ANA GOVEDARICA, FIC VICE PRESIDENT AND SPOKESPERSON AND ROCHE GENERAL MANAGER
We’re Stronger Together
Foreign investments are an important lever of economic development that gain even greater importance under the conditions of the challenges to foreign policy and health that we face today. Export-oriented partnerships between foreign and local companies contribute to the growth and stability of the economy.
Over the last ten years, foreign investors – together with domestic ones – have contributed significantly to the unemployment rate falling from 19.3% in 2012 to 9.5% in 2022. FIC member companies alone have invested approximately 36 billion euros and currently employ more than 100,000 Serbian citizens directly. “Alongside these direct effects, foreign investors have provided an immeasurable contribution to the development of SMEs in Serbia, which represent the mainstay of every economy’s development. Many of our entrepreneurs have become important links in the value chains of major global companies, and not only as suppliers of raw materials, but rather also as suppliers of semifinished products and services. Many export-oriented partnerships have been created that have resulted in positive effect on Serbia’s overall foreign trade balance,” says Ana Govedarica, FIC vice president and spokesperson and Roche general manager. “It shouldn’t be forgotten that it was actually partnerships with large corporations that enabled a better credit rating for the domestic SME sector, but also more favourable loan conditions from commercial banks that monitor their operations,” notes our interlocutor. “In parallel with monetary investments, members of the Foreign Investors Council have brought to Serbia, but also permanently advance, something with positive effects that are measured over the long term: the transfer of knowledge and new technological solutions, but also a new corporate culture that’s gaining ever more significance.

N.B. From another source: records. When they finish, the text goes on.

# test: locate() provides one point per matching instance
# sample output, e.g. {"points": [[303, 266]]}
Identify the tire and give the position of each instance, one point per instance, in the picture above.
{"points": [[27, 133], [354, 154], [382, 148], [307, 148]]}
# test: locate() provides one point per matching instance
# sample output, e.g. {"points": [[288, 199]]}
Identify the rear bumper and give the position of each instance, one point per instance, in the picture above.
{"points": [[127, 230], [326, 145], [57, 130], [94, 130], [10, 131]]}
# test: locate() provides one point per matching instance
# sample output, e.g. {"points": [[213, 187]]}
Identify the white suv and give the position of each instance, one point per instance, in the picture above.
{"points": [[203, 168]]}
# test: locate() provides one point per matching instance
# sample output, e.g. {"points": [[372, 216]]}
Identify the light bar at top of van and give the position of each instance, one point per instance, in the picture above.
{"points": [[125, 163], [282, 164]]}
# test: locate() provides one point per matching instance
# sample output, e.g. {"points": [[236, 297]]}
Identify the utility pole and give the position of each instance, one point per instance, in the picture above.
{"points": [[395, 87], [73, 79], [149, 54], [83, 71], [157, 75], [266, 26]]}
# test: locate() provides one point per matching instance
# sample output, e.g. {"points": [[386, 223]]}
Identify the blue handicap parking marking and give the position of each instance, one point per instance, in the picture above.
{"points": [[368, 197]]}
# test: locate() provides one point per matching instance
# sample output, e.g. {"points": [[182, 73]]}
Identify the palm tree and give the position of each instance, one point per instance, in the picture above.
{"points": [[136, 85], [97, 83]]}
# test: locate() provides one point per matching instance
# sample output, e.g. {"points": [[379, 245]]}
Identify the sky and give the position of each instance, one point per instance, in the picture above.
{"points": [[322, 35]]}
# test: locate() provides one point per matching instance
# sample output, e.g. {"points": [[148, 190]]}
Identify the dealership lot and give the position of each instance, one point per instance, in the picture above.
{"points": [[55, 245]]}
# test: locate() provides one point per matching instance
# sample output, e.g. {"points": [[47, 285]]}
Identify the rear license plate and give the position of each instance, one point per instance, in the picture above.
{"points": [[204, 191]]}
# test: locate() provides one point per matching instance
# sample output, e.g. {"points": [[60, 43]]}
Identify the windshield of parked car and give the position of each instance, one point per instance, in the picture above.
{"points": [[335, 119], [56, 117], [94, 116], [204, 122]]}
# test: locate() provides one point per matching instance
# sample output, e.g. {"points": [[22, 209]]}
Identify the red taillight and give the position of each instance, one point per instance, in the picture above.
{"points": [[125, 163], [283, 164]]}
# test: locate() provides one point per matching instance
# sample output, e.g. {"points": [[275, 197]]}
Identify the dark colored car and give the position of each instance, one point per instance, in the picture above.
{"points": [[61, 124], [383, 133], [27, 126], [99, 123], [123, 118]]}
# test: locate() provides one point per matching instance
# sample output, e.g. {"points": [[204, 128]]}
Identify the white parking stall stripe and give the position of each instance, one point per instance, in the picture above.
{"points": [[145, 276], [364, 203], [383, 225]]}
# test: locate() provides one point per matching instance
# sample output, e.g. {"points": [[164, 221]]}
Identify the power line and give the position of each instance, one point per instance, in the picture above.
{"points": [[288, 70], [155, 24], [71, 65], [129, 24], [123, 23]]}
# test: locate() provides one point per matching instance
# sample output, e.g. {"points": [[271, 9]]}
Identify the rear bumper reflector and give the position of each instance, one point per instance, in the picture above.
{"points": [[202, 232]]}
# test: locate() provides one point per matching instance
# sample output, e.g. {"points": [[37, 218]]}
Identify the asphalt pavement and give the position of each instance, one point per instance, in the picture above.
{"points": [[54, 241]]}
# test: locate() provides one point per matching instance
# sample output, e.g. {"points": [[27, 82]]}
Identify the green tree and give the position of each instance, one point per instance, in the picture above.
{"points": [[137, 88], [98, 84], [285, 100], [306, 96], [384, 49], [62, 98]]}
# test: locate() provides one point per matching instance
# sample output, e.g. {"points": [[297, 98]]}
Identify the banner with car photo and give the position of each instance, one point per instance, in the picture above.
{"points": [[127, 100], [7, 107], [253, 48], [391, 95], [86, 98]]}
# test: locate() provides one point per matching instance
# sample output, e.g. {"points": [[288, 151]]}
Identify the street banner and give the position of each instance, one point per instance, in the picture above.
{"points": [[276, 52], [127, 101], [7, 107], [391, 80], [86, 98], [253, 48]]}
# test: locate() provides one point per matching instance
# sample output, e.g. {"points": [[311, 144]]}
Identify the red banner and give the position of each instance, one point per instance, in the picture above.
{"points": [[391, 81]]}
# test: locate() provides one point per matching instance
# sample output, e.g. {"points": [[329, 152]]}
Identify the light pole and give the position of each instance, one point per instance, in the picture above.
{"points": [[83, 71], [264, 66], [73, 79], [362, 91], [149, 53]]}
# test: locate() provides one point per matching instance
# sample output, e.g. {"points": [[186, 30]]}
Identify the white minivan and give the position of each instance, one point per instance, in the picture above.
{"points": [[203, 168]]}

We are witnessing the new millennial generation taking on a key role in the labour market, and the way they experience companies and careers differs markedly from their predecessors.”

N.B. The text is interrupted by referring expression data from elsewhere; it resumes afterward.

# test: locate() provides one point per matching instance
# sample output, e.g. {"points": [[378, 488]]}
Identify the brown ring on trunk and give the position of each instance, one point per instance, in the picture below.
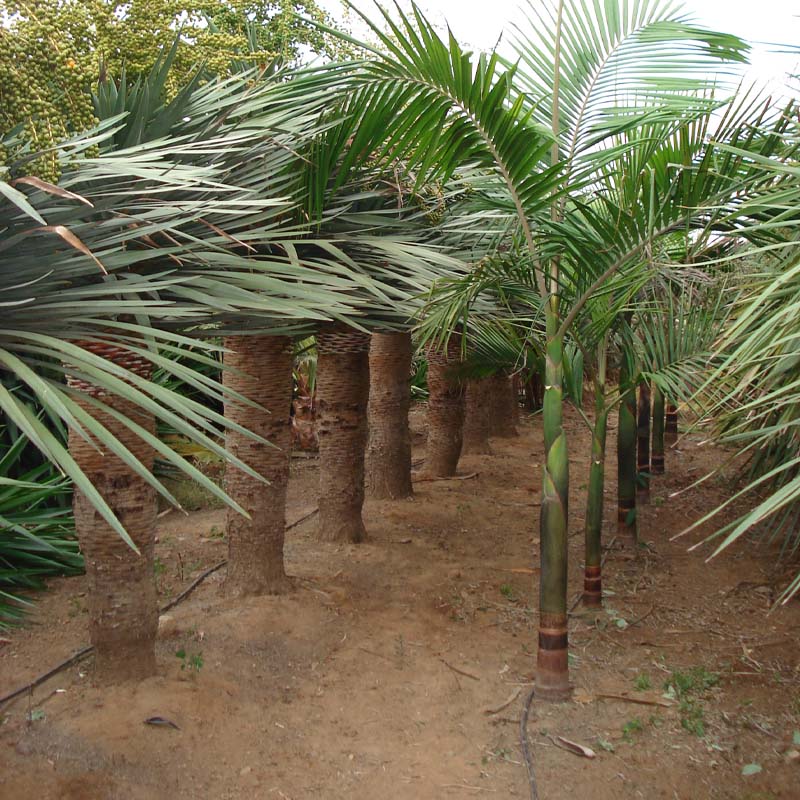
{"points": [[552, 661], [593, 587]]}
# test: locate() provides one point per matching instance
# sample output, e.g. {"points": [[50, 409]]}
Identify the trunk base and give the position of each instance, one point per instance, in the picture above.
{"points": [[552, 665], [593, 588], [336, 529]]}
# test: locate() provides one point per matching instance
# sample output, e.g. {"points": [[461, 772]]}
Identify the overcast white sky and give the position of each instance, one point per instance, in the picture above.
{"points": [[765, 23]]}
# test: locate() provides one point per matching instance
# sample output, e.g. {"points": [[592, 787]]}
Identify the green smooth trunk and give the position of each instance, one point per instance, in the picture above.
{"points": [[592, 580], [626, 461], [552, 673], [657, 454], [643, 444], [671, 424]]}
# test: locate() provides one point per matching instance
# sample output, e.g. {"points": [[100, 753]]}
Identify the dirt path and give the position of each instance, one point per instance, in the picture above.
{"points": [[374, 679]]}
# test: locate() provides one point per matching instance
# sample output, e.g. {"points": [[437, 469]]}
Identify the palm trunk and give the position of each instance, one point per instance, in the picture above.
{"points": [[626, 461], [261, 370], [445, 411], [643, 444], [552, 668], [671, 424], [657, 455], [389, 448], [477, 417], [592, 581], [342, 399], [121, 590], [503, 419]]}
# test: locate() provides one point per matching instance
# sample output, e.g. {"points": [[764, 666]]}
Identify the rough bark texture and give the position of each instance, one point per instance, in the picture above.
{"points": [[503, 421], [445, 411], [261, 371], [657, 454], [671, 424], [643, 444], [477, 418], [389, 444], [121, 591], [342, 399]]}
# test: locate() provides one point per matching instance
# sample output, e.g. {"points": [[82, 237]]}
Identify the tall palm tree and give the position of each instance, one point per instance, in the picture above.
{"points": [[259, 367], [342, 399], [388, 464], [446, 407], [537, 141]]}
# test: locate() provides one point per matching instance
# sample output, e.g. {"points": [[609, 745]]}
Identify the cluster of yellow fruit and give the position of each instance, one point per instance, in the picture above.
{"points": [[52, 53]]}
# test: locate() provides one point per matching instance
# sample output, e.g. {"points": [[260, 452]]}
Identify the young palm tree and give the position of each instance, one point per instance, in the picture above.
{"points": [[577, 56]]}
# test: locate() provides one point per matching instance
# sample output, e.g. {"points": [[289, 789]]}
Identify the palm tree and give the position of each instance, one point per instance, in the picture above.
{"points": [[581, 56], [342, 398], [446, 407], [258, 367], [388, 463], [478, 416]]}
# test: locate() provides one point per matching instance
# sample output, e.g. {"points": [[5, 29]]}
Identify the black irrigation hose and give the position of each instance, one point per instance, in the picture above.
{"points": [[84, 652], [525, 744]]}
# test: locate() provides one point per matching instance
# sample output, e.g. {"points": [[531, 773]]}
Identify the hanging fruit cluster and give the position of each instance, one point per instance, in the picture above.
{"points": [[52, 53]]}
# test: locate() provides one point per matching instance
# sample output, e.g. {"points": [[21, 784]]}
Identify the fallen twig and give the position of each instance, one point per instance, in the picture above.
{"points": [[642, 701], [421, 478], [642, 618], [498, 709], [460, 671]]}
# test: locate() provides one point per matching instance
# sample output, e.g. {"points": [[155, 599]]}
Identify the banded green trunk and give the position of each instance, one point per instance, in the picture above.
{"points": [[657, 454], [592, 578], [552, 672], [626, 460], [643, 444], [671, 424]]}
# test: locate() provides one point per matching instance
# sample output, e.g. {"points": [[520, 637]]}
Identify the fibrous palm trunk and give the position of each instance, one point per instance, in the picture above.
{"points": [[445, 410], [643, 443], [389, 444], [503, 419], [671, 424], [657, 454], [552, 666], [260, 369], [626, 462], [121, 590], [477, 417], [342, 400]]}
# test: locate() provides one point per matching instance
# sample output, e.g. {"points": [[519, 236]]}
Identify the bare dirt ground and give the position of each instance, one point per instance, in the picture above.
{"points": [[377, 677]]}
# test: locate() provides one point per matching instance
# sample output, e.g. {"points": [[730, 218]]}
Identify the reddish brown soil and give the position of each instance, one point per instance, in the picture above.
{"points": [[374, 679]]}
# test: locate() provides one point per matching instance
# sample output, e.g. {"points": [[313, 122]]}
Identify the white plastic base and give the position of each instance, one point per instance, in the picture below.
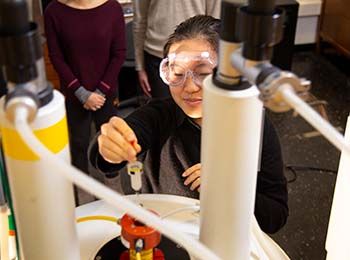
{"points": [[94, 234]]}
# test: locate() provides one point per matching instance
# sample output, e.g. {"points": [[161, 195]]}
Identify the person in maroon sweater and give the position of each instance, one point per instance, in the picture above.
{"points": [[86, 42]]}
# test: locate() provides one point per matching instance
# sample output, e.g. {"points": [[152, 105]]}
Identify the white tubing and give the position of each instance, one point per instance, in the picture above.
{"points": [[79, 178], [231, 130], [4, 233], [313, 118]]}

In your opinion, what’s the FIC’s greatest achievement in this regard?
It could be said that almost all activities of the Foreign Investors Council are directed towards a single goal, and that’s the creation of predictability in doing business and improving the business climate for all market players, regardless of their size and country of origin. We are aware that this is about a continuous process in which the Government of the Republic of Serbia is our key partner, with which the Foreign Investors Council has institutional cooperation through the Working Group for the Implementation of White Book Recommendations. When it comes to EU integration, the FIC provides strong support to all government bodies working towards strengthening the preparedness of all local companies to compete on the EU market.
How did you manage to maintain dialogue within the FIC membership and with stakeholders and the business community in general during the time when we were all confined to our homes?

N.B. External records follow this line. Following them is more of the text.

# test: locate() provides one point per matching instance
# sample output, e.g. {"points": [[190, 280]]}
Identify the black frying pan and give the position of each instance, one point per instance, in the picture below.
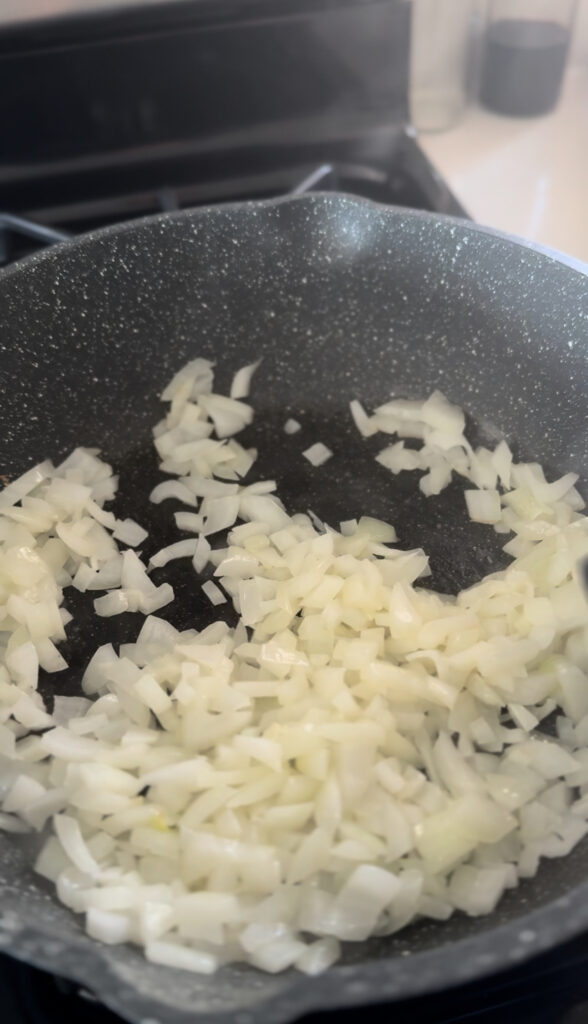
{"points": [[342, 298]]}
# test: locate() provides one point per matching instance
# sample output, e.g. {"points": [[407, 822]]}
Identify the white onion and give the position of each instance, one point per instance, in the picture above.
{"points": [[181, 549], [242, 380], [318, 454], [355, 753], [213, 593]]}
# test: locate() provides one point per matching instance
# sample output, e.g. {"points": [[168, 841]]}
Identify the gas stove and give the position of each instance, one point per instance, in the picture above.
{"points": [[551, 989], [134, 111]]}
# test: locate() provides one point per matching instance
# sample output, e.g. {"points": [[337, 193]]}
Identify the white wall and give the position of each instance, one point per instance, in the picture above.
{"points": [[579, 52]]}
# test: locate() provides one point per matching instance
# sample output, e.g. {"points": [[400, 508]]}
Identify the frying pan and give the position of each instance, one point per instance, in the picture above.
{"points": [[342, 298]]}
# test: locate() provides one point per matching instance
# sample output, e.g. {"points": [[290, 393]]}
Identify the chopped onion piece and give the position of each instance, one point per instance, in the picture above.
{"points": [[318, 454], [242, 380], [213, 593]]}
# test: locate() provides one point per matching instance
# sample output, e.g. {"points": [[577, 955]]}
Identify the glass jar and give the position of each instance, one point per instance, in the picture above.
{"points": [[438, 62], [526, 52]]}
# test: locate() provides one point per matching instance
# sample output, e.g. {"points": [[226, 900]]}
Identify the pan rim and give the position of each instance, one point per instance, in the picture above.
{"points": [[305, 199], [458, 962]]}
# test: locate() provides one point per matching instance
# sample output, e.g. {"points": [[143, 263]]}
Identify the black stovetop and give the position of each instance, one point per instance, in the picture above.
{"points": [[299, 94], [550, 989]]}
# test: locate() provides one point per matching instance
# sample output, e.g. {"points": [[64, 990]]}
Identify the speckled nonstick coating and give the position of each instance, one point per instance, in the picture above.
{"points": [[342, 298]]}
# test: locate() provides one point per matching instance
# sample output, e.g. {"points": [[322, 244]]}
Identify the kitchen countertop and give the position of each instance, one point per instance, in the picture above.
{"points": [[526, 176]]}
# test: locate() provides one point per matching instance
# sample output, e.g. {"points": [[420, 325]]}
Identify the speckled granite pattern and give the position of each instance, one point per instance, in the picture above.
{"points": [[342, 298]]}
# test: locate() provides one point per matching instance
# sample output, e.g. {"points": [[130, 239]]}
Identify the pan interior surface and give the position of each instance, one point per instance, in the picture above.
{"points": [[341, 299]]}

There are many examples of the participation of all sector-specific FIC committees in the shaping of regulations and measures of the Government of the Republic of Serbia, and in a completely neutral way. An important factor of cohesion within the FIC, i.e., among its
member companies, is the fact that the Council organises a large number of formal and informal internal activities with which constant communication, both sectoral and intersectoral, is enabled. This then led to member companies continuing essential dialogue, even during the situation that saw us all confined to our homes – via all the digital platforms that were available – and sharing their experience of running various types of operations under the new circumstances. The crisis situation actually brought our member companies even closer together.
Thanks to the FIC Pharma Committee recommendations contained in the last two White Books, a major stride forward was taken with regard to the systemic financing of innovative medicines and the availability of the latest therapies for our patients
The pharmaceutical industry represents one of the FIC’s eight priority areas. What kind of progress has been achieved in that area and what are your expectations for the next year?
As someone who comes from the pharmaceutical sector, you won’t begrudge my weakness in singling out the excellent results achieved by the FIC in my own industry. Specifically, the last two editions of the White Book prioritised the need to systemically finance innovative medicines, i.e., central budget subsidies for the budget of the National Health Insurance Fund (RFZO) intended for that very purpose. And I can say that we met with full understanding among all actors – the RFZO, the Ministry of Health and the Ministry of Finance. A budget of around six billion dinars was set aside and allocated to finance 26 new medicines/indications from several therapeutic areas (diabetes, oncology, cardiology, haematology, multiple sclerosis, hepatitis C, psoriasis and haemophilia). The entire process of negotiating and contracting the terms and conditions of financing new medicines was conducted in accordance with criteria established by the Central Commission for Medicines, alongside intensive activities among representatives of the RFZO and pharmaceutical companies, and everything culminated with the concluding of multiple models of special contracts with which the best European practice was adopted. A major stride forward was thereby taken with regard to the availability of the latest therapies for our patients, while at the same time a new goal was set for the FIC Pharma Committee, and the FIC as a whole, and that is to secure the repeating of the described process every year, which then leads us to a position that’s long since been desired: that we can justifiably say that patients in Serbia are treated in terms of medical therapy in the same way as patients in countries that are more economically developed than ours.